The images at the bottom of this page are linked to Java webstart applications that I have written in the last few years while here at the Technical University. They are by no means finished applications, but I have chosen them since they all have some rudimentary on-line help document (or manage to get along without it) , and each one treats a different theme. Choose one from the category *Differential Geometry* and one from the category *Fractals*. Run the applications (either at home or on a computer in the lab in MA 316). Finally, print out and fill in evaluation forms for each application, and bring them to our next meeting.~~ ~~r Fill out the evaluation forms I passed out in class (or pick up a couple at my office 319) and bring them to our next meeting.

**Note**: You are expected to read the on-line documentation to discover features of the application which the author intends you to know about.

#### Part 2. Virtual Reality: First Impressions

Thursday morning we visited the PORTAL and experienced a variety of demos, some mathematical and some not.

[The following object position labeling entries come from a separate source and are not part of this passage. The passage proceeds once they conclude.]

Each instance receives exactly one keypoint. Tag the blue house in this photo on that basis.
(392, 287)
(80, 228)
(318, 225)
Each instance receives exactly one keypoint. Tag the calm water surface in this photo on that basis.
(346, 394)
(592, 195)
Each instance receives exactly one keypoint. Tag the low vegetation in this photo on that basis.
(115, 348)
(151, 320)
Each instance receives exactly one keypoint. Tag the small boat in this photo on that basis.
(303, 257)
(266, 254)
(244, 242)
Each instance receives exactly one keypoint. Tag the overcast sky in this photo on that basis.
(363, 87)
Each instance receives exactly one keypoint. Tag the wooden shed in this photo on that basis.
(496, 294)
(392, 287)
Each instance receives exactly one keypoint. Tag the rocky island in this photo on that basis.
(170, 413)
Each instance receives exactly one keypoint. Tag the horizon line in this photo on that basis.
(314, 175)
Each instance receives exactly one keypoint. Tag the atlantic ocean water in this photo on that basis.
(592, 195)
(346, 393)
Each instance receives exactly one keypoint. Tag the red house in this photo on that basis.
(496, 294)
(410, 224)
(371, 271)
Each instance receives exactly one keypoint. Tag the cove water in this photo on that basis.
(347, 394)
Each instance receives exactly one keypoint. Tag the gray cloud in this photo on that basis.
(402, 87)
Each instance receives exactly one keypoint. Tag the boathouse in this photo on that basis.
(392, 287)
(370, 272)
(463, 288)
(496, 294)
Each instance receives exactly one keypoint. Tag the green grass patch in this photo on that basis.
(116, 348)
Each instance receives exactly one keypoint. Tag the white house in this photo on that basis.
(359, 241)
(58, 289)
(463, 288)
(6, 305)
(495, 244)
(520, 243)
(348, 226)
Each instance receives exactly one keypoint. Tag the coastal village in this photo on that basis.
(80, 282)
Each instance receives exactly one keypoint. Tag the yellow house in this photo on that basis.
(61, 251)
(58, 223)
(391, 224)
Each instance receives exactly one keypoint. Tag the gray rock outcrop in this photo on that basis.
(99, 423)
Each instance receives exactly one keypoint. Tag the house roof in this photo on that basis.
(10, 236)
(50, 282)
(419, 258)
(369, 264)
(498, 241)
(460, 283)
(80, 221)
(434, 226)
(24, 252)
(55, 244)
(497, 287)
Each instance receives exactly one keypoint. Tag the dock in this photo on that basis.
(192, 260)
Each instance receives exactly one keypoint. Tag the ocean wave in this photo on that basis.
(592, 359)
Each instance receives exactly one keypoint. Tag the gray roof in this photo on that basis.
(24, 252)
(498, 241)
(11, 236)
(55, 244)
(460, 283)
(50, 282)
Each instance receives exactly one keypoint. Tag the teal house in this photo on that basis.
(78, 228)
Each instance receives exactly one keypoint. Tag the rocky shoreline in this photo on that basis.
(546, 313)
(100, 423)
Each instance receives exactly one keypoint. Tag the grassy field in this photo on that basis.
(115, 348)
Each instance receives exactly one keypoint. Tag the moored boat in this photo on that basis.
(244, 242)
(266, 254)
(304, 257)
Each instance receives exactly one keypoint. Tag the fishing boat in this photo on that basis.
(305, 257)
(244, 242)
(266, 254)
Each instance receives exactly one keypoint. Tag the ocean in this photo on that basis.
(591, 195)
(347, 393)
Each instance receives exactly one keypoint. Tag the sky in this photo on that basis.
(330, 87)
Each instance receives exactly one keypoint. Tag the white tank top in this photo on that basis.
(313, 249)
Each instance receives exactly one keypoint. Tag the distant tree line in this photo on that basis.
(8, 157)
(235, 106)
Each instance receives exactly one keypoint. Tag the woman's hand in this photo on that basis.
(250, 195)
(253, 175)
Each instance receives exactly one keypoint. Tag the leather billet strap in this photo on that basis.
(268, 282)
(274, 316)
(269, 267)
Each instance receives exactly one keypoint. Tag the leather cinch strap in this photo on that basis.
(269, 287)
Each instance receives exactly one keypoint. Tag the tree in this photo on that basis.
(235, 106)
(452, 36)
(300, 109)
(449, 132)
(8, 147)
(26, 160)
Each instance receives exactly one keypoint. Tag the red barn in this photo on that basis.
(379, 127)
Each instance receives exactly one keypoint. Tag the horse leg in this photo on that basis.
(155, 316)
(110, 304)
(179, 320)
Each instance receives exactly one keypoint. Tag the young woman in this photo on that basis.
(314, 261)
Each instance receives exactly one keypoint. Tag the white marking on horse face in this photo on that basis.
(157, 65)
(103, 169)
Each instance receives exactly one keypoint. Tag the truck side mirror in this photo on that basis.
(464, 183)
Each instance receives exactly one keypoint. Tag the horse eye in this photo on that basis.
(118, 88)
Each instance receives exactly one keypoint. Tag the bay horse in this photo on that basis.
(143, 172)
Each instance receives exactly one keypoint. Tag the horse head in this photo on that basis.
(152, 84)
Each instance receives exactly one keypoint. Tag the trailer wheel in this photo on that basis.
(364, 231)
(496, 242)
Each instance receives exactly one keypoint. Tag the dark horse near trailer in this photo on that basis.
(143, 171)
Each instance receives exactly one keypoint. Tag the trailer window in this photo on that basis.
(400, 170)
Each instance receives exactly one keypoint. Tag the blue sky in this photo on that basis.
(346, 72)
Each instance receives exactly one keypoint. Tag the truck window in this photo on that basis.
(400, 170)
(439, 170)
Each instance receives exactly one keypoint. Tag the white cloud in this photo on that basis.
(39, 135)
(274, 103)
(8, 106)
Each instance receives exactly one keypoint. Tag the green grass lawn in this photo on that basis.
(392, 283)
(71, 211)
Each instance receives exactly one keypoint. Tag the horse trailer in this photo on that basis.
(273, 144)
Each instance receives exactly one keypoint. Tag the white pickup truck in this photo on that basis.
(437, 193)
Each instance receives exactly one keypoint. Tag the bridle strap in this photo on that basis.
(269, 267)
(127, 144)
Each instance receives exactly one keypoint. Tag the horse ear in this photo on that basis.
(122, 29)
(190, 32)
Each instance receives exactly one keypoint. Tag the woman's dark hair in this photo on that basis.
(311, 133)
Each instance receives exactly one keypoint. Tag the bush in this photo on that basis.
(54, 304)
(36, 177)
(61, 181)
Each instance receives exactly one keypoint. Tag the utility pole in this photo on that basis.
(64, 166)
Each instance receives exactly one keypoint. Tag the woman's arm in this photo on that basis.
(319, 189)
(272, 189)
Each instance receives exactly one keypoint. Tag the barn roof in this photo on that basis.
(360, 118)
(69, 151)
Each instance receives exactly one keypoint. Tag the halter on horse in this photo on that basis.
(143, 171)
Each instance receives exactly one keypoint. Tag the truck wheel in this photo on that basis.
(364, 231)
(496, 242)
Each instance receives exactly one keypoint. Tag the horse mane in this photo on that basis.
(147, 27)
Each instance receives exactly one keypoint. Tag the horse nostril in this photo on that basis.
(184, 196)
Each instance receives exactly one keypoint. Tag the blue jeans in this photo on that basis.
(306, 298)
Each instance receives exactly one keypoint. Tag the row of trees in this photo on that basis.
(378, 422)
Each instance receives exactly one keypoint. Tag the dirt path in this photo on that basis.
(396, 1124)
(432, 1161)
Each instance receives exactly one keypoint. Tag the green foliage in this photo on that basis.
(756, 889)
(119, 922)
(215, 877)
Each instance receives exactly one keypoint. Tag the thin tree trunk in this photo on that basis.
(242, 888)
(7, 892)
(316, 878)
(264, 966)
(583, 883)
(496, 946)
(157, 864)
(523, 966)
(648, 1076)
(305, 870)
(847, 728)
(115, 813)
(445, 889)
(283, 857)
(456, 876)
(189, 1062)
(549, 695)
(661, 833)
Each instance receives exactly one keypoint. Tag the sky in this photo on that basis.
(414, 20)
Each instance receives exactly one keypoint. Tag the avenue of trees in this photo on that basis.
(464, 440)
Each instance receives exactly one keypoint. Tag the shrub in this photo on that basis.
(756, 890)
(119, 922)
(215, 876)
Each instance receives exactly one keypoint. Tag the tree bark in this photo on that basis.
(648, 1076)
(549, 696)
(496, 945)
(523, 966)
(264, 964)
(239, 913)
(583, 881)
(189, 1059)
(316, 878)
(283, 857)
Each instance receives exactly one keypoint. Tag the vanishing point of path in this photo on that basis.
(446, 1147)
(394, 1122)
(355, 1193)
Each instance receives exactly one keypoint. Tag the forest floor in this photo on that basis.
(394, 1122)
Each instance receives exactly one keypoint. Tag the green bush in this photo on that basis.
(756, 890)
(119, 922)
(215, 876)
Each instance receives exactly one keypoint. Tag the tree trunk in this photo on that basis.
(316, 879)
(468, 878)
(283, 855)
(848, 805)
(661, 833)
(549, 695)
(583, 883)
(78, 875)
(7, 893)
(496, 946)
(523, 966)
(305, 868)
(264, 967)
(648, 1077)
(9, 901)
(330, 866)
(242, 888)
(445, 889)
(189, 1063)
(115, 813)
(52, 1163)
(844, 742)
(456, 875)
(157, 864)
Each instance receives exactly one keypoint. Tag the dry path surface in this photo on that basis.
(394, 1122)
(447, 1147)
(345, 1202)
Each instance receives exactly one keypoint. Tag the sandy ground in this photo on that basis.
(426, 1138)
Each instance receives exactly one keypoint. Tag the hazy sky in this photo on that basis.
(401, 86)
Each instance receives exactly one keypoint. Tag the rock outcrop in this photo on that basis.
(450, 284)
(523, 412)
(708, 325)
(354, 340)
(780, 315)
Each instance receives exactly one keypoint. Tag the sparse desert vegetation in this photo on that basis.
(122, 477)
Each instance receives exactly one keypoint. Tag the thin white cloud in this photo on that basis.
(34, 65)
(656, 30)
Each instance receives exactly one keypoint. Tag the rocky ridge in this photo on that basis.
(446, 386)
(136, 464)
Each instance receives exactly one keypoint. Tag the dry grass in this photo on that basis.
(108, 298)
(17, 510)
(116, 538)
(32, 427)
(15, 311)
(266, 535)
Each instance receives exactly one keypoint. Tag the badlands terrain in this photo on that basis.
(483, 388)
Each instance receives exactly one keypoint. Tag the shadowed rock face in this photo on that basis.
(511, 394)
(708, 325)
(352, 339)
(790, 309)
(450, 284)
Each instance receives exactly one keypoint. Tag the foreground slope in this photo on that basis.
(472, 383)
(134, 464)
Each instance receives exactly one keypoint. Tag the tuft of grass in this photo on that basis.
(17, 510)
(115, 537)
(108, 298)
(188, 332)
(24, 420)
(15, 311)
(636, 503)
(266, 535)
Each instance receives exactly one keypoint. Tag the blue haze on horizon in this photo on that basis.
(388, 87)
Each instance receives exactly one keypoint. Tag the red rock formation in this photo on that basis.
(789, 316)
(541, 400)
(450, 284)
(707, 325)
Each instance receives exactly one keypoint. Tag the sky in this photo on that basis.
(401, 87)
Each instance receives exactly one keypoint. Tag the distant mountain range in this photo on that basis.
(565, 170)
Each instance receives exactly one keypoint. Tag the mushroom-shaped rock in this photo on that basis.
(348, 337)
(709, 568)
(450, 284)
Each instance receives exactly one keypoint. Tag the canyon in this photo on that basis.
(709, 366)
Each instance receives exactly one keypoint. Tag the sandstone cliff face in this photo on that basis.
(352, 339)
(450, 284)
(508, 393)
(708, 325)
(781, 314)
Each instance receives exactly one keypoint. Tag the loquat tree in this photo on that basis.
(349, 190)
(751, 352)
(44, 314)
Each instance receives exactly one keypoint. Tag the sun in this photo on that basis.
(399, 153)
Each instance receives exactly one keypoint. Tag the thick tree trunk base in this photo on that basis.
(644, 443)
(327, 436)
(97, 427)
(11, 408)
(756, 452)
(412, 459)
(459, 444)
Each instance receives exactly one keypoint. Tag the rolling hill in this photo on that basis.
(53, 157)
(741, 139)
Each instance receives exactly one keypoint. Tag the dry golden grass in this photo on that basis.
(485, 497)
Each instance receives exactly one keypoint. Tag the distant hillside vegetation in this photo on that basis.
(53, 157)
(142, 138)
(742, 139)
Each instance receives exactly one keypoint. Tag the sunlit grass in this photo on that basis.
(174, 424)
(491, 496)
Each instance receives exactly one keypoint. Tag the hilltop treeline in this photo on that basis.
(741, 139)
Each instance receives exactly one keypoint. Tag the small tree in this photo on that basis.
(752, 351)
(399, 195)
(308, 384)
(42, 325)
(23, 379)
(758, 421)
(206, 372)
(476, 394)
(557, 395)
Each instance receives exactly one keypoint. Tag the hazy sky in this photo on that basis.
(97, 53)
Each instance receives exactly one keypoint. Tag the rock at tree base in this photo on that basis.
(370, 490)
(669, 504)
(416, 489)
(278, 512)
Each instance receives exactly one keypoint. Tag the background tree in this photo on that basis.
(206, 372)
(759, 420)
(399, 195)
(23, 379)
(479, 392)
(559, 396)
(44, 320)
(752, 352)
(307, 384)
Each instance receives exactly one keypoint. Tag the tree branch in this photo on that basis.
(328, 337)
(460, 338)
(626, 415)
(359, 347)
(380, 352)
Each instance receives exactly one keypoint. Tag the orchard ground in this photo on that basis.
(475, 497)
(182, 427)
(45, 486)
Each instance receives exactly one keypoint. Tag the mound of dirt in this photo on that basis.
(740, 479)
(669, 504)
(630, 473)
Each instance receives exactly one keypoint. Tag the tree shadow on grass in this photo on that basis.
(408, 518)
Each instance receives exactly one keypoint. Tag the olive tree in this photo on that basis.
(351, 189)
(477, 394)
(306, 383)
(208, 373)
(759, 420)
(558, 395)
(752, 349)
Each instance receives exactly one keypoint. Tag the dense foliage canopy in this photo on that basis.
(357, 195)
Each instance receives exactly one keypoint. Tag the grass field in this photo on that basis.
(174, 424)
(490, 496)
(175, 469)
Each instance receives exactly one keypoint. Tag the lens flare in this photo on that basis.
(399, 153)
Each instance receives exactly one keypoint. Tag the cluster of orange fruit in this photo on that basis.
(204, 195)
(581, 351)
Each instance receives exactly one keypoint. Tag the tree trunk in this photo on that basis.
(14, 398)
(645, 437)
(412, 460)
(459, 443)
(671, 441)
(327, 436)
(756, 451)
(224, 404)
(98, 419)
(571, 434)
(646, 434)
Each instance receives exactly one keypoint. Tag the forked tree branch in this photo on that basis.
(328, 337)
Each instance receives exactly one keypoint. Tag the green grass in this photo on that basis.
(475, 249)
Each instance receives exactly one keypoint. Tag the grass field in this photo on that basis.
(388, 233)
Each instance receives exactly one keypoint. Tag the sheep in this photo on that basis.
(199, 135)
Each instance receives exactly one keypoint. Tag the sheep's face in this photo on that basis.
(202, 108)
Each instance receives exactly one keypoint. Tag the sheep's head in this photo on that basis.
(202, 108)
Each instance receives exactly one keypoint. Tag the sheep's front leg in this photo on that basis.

I would like us to discuss this experience at our next meeting. In order to prepare for this discussion, here are some questions to consider:

- How does the experience in the PORTAL compare to that provided by a desktop computer display? (for short, we refer this as the
*workstation* environment) How does the viewer interact with the content? What sensory experiences does he/she have? etc.
- You probably have all
*heard* of virtual reality. Was this your first *experience* of it, and if so, how did it differ from your expectations?
- What do you think might be some advantages/disadvantages of the PORTAL compared with the workstation, in the realm of mathematical visualization?
- Did you have any spontaneous ideas about mathematical themes which would be particularly interesting to experience in the PORTAL?

#### Part 3. Project preparation

In preparation for your semester project, spend some time to review your relationship to mathematics in order to choose a theme for your project. (Of course this decision will also be influenced by the mathematical themes introduced in the lectures, but it's never to early to start to think about it). What sorts of mathematics appeal to you? Have you previously done some mathematical visualization that you would like to develop further? Did you have a particular topic in mind when you chose to attend this lecture? Write a page in the language of your choice to answer these questions, or similar ones of your choice, that help you begin to plan your semester project.